A panoramic view of the giant construction cranes and equipment already on the site shows that the ground is flat all around. The area has turned bleak brown, primed for the development of the towering spiers and soaring heights of Tokyo, an inviolable proof that the machines of cosmopolitan and capitalist progress are still alive and kicking. We know that Grandma Han – who moved to Japan in 1929 – bought the plot in 1955 for 4,000 yen. Besides sharing his grandmother’s stories and cultural backgrounds similar to Icebreaker, Solomon tries to charm Grandma Han with rare gifts and a growing offer worth 1 billion yen, but she is still unwilling to sell the house. He reassures her, “Grandma, you won.
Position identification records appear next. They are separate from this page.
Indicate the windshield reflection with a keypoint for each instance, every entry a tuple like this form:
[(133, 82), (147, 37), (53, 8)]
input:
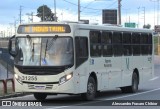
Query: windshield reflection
[(44, 51)]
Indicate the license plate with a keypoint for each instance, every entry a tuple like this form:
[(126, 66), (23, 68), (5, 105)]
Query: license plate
[(40, 87)]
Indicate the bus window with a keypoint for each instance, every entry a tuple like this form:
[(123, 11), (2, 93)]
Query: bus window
[(81, 50), (107, 44), (127, 47), (135, 38), (136, 44), (117, 43), (95, 43)]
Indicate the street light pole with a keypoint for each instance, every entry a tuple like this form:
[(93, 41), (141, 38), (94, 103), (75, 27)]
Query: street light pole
[(79, 10), (119, 12), (55, 10)]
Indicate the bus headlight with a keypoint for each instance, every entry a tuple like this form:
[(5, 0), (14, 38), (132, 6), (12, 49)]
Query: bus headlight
[(65, 78), (18, 78)]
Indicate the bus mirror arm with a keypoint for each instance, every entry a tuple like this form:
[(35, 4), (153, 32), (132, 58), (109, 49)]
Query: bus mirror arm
[(10, 47)]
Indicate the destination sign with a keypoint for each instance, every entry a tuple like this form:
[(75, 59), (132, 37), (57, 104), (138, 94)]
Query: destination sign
[(41, 28)]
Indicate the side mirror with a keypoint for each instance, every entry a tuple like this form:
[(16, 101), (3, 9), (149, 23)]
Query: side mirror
[(12, 46)]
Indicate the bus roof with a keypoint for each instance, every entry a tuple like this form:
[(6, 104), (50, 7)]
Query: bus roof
[(95, 27)]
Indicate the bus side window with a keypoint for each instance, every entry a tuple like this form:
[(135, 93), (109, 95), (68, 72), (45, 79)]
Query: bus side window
[(107, 44), (127, 47), (117, 43), (81, 44), (136, 43), (95, 43)]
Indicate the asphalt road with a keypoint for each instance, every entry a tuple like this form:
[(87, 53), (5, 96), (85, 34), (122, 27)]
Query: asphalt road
[(148, 91)]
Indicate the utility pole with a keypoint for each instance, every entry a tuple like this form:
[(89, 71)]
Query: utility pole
[(138, 18), (119, 12), (20, 15), (144, 15), (158, 12), (43, 14), (55, 10), (79, 10)]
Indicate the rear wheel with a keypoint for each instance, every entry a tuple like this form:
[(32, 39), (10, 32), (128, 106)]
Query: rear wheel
[(40, 96), (91, 90), (134, 87)]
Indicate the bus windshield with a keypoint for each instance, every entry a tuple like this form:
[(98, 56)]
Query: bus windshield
[(44, 51)]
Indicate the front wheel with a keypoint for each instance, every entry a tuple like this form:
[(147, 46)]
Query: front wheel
[(91, 90), (40, 96)]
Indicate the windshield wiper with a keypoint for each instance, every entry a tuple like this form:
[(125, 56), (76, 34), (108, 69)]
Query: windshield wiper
[(30, 41), (49, 44)]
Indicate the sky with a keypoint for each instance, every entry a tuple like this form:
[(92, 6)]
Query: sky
[(67, 10)]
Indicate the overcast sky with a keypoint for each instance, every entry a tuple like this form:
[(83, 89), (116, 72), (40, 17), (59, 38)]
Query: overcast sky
[(67, 10)]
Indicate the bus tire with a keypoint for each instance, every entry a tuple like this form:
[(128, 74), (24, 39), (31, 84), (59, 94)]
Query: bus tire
[(134, 87), (91, 90), (40, 96)]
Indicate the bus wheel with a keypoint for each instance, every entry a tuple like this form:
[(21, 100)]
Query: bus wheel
[(91, 90), (40, 96), (134, 87)]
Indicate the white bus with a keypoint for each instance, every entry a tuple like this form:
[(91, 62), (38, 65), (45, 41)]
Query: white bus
[(74, 58)]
Today you will secure a great fortune for your children and their children.” Solomon’s colleague, screaming Tom Andrews, cannot understand, describing Grandma Han’s plot as “a little piece of filthy land.” Another colleague, Naomi, tactfully suggests, “It’s not about the money, and it’s not about her.”
Grandma Han painfully shares with Solomon that her children, who were born and raised in Japan, “don’t even know the language their mother dreams of.” The Japanese occupation of Korea uprooted her homeland from under her feet, forced her to move to Tokyo, and then split her native Korean from her children and offspring. If land is the beginning of belonging, then colonialism is the painful rupture of this principle: the colonizer becomes exile in his own home. For an elderly Korean woman who does not want to sell her home in Tokyo, clinging to this piece of land in her colonial country is thus an act of radicalism—a redemptive rebellion, a reclaiming of space born from the ashes of a personal and national tragedy. .
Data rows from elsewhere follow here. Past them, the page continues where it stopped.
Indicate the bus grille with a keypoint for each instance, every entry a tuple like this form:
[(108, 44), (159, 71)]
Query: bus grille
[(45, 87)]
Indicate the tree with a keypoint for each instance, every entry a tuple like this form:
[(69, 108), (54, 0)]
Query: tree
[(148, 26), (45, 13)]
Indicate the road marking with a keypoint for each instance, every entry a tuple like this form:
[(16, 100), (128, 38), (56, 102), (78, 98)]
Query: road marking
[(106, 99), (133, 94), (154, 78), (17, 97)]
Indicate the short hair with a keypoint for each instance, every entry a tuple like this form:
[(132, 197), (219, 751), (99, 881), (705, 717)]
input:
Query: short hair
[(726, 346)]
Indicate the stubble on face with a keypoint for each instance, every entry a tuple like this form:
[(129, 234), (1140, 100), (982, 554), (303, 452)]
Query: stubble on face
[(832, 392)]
In many ways, the magnitude of the file pachinko The series extends far beyond the small screens we see on it. It speaks to – and challenges – our cultural moment. pachinko It is a (long overdue) redefinition of what the “support column” content of a major broadcast tape might be: who tells its story, where it comes from, and who should have more seats at the table. Pachinko has the qualities that make it the new standard bearer for what a streaming device can aspire to, given the international resources, global reach, and creative expression that a streaming platform like Apple TV Plus provides. at pachinkoTogether, Apple has woven an extraordinary project that we hope will bode well for the future.
pachinko for the first time Apple TV Plus On March 25th.
“Writer. Amateur musicaholic. Infuriatingly humble zombie junkie. General internet maven. Bacon enthusiast. Coffee nerd.”